Hatta bir önceki gençlik başkanının adını verip, AK Parti gençlik başkanı budur, denilseydi, inanırdım. Çünkü değiştiğini bile bilmiyordum.

Demem o ki, hiçbir şahısla meselem yok. Zaten linçe meze edilen mezkur TV programında da bunu hassaten belirtmiştim.

Mahut linç kampanyasından bir gün önce, Melih Ecertaş son derece saygılı ve seviyeli bir mesajla görüşmek isteğini dile getirdiğinde gençlik kolları genel başkanının kim olduğunu öğrendim.

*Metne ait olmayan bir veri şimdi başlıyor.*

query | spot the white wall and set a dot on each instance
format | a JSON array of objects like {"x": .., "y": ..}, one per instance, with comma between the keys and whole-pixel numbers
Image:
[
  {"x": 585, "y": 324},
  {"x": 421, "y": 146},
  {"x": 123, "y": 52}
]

Kestirmeden konuşalım; ben bu gençliğin abilerindenim, 3 oğlum da aralarında olduğuna göre, çoğunun da babası yaşındayım, demektir.

İlk gençliği hatta çocukluğu 12 Eylül 1980 öncesi Akıncılar teşkilatında geçen bir abileri olarak onlarla benim aramda hiçbir mesele olamaz.

Zira…

Erdoğan’ın yanında ölümüne duran kim varsa o bendendir ben de ondanım. Nokta.

Mesele kapanmıştır.

Ne ki, “Erdoğan düşmanı AKP’li fırıldaklara” kötü bir haberim var; meselenin kapanmasıyla yetinmeyeceğiz. Allah’ın izniyle, AK Partili gençlik teşkilatıyla birlikte düşman da çatlatacağız.

Sanmasınlar ki, “siyaset hırsızlarının” yaptıkları yanlarına kâr kalacak.

Sanmasınlar ki, TV’deki konuşmamdan 3 gün sonra linç kampanyasını kimlerin başlattığını bilmiyoruz.

Çoğunun kimin damadı olduğunu bile biliyoruz.

Kalını incesi, büyüğü küçüğü, kısası eziği zamanı gelince hepinizi deşifre edeceğiz.

Bizim de ellerimiz armut toplamıyor. Meydanı “Erdoğan düşmanı siyaset hırsızlarına” bırakmayacağız.

Yakında nasıl bir inkılapla sarsılacağınızı göreceksiniz.”